Short term thinking
28 January 2009
Yesterday, in The Lengthening Shadow of Keynes, I quoted Keynes to the effect that, “The long run is a misleading guide to current affairs. In the long run we are all dead.” While Keynes certainly did not seek to set himself up as the prophet of short term thinking, he certainly did provide a memorable quote for those who wish to defend a myopic conception of political and economic policy.
Another wonderful quote in defense of the short term is from Rumsfeld’s Rules: “The tension between the short term and long term can be constructive, but there is no long term without a short term.”
One may wonder why I even bother to quote Rumsfeld, as the man is in low public esteem at the moment, and at his age is not likely to make a startling comeback. Nevertheless, whatever public opinion may hold, and though both those inside and outside the Bush administration were glad to have him as a fall guy for unintended consequences of the Iraq War, Rumsfeld must be counted among the greatest Secretaries of Defense ever.
But we come to bury Rumsfeld, not to praise him. While his “Rules” make themselves abundantly clear on the short term, they do not incorporate any thoughts on the relation of public servants to the long term. And, in fact, this is exactly what tripped him up. Rumsfeld had a short term worked out, but he had no long term worked out.
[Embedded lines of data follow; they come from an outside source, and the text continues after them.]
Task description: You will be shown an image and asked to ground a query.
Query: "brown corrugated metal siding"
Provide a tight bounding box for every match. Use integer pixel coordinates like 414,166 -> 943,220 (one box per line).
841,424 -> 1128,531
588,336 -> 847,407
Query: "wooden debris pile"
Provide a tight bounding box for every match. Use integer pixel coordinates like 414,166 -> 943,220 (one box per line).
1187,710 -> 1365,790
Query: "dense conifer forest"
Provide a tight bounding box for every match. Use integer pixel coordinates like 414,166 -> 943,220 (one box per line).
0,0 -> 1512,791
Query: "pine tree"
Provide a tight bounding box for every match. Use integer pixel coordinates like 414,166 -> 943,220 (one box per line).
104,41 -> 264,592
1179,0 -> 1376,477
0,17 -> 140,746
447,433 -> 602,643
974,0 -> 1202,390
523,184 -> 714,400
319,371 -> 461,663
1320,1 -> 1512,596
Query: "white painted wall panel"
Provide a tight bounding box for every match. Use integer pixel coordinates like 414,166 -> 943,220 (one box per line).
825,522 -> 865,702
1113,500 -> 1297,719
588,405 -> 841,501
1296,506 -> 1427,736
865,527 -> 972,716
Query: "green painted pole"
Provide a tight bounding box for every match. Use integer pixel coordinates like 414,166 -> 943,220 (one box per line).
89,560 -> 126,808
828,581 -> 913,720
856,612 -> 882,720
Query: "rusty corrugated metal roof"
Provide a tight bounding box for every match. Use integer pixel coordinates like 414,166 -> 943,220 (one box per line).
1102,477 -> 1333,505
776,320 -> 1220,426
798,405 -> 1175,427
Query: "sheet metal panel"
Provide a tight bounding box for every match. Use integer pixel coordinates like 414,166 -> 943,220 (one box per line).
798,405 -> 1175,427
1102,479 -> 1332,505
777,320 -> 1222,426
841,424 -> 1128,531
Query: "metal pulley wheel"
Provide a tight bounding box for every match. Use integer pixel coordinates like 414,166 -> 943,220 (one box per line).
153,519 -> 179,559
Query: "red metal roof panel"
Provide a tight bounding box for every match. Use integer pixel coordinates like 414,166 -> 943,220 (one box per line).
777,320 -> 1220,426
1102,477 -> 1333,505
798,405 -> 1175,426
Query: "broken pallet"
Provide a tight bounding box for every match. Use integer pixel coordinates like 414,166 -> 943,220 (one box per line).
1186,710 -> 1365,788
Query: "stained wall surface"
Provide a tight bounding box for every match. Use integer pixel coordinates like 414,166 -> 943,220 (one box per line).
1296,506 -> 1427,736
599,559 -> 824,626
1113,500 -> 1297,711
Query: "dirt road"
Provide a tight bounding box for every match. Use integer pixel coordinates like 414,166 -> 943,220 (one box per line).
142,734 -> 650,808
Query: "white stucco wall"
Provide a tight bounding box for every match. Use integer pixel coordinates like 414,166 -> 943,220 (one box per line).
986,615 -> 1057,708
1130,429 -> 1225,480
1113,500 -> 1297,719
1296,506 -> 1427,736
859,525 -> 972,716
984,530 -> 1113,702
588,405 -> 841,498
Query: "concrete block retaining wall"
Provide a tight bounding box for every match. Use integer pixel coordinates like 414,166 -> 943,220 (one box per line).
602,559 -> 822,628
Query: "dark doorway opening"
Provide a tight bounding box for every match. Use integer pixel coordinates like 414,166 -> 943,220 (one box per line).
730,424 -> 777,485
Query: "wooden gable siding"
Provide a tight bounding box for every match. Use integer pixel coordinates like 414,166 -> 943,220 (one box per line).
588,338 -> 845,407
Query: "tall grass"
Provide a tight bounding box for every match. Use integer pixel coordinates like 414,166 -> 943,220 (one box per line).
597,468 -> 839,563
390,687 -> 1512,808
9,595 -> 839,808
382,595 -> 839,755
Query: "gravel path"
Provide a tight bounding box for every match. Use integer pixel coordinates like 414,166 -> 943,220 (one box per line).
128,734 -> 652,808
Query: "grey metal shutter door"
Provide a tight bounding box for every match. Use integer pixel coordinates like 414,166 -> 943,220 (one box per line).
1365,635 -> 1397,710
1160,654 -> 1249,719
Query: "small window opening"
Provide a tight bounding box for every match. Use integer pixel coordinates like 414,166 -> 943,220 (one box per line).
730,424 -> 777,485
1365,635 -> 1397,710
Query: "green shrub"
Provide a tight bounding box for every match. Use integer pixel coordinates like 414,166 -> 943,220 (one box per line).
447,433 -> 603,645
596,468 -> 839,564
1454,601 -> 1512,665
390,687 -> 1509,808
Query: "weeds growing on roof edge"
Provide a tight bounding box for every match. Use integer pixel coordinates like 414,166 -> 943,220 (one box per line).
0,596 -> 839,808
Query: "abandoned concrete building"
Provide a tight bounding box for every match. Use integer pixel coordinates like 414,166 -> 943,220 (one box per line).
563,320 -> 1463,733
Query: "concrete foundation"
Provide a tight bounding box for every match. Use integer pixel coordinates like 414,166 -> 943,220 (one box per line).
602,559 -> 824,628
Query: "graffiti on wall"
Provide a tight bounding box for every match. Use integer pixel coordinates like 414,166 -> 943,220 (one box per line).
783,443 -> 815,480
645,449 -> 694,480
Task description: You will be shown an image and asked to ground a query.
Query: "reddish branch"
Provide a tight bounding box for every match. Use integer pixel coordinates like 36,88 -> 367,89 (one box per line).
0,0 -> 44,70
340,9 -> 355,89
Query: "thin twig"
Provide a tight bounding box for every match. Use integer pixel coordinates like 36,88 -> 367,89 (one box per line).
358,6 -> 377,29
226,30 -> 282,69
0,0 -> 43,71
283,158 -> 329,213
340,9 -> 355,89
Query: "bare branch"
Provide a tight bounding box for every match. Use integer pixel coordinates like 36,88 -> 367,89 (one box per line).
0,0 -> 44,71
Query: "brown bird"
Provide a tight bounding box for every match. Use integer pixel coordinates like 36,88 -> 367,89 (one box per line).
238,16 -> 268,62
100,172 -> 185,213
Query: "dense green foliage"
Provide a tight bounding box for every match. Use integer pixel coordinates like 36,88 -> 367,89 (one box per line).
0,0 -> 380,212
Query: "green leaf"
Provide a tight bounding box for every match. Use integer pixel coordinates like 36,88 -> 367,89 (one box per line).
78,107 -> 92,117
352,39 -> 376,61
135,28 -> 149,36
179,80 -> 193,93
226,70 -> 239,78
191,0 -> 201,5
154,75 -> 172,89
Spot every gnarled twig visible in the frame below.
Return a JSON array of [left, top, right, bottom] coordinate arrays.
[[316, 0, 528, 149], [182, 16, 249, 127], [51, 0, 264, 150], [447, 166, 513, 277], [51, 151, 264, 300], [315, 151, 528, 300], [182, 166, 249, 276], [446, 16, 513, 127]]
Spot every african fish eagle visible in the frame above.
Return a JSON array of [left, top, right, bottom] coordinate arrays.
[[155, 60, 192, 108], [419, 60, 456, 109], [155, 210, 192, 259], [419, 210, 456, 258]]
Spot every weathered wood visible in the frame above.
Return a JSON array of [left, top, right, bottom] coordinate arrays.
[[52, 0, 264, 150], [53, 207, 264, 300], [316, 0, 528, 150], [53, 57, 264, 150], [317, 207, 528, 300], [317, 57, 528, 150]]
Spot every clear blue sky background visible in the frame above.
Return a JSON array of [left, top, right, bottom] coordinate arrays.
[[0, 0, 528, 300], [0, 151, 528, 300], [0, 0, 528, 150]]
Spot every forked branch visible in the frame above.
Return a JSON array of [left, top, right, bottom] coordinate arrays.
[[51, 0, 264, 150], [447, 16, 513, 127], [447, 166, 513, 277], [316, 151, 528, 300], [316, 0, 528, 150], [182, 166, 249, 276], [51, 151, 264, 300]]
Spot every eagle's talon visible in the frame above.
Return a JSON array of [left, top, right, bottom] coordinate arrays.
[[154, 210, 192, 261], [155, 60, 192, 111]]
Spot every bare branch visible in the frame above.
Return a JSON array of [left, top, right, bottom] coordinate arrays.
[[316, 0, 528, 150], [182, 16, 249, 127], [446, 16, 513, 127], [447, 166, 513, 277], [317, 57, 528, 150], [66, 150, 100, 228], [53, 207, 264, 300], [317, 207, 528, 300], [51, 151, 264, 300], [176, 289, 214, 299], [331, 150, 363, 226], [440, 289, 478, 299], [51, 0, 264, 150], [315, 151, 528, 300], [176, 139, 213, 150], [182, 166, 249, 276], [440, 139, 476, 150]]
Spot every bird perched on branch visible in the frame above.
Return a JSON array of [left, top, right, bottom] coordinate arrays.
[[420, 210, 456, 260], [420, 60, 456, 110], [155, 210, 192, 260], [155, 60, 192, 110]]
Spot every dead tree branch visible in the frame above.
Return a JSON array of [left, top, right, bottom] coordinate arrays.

He has been caricatured as not following his own rules (and why would anyone care about such a foolish consistency?), but in this respect Rumsfeld followed Rumsfeld’s Rules too closely.
Rumsfeld’s failure to put policies and practices in place to ensure a long term life for his vision of a lighter, quicker US military infrastructure not only ended Rumsfeld’s career early, but also brought that vision into disrepute –- tainted, as it is, by association with Rumsfeld’s name –- and in so doing left the US less prepared for future wars. Rumsfeld’s long term vision for the future of the US military ran afoul of his short term thinking.
Rumsfeld’s Rules may be profitably compared both to The Book of the Courtier (Il Cortegiano, 1528 ) by Baldassare Castiglione, and The Prince (Il Principe, posthumously published in 1532) by Niccolò Machiavelli. While many would gleefully identify Rumsfeld as a Machiavellian schemer, perhaps the greater number of his Rules are about showing deference to the president. Indeed, we could take whole passages out of The Book of the Courtier and re-formulate them substituting “secretary” for “courtier” and “president” for “prince” salva veritate.
What does it say about the supposedly open and democratic political system of the US in the twenty-first century that it so closely parallels the intrigues of renaissance Italian courts?